CO2-uitstoot in de bouw daalt nog niet hard genoeg…

De bouwsector wordt gelieerd aan de gebouwde omgeving. Want gebouwen zijn immers het eindproduct. En deze gebouwen zijn verantwoordelijk voor bijna 40% van de totale Nederlandse CO2-uitstoot. Om de uitstoot terug te brengen wordt de komende jaren een fors beroep op de bouw- en installatiesector gedaan. Het bouwen zelf gebeurt steeds duurzamer door het toepassen van andere, bio-based en circulaire, materialen en het gebruik van geëlektrificeerd materieel. Maar de CO2-uitstoot daalt nog niet hard genoeg.

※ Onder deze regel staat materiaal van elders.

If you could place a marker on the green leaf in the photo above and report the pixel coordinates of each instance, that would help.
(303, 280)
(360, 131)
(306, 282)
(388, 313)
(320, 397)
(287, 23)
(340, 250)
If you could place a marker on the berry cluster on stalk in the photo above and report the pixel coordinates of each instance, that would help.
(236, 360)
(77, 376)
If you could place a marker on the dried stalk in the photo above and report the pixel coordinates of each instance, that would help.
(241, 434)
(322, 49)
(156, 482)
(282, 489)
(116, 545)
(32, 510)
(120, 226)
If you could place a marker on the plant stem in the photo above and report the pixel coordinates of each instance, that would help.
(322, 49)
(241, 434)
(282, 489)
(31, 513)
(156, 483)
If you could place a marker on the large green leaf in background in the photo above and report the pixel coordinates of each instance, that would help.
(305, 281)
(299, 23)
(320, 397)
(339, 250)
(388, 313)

In de bouwsector wordt inmiddels systematisch rekening gehouden met de effecten op het milieu. Dat geldt dan zowel bij het ontwerp van een gebouw als bij het proces van bouwen, verbouwen, renoveren of slopen. Bij duurzaam bouwen gaat het ook over het (duurzame) gebruik van het gebouw. Bijvoorbeeld over de CO -uitstoot door energieverbruik voor verwarming en koeling van een gebouw. De milieueffecten worden over de hele levensduur van het gebouw beoordeeld. Om de gewenste daling van de CO2-uitstoot te bereiken moet een gebouw ontworpen worden met dat doel voor ogen. Met behulp van technische ontwikkelin-gen en beschikbare (digitale) innovaties kan dat bereikt worden.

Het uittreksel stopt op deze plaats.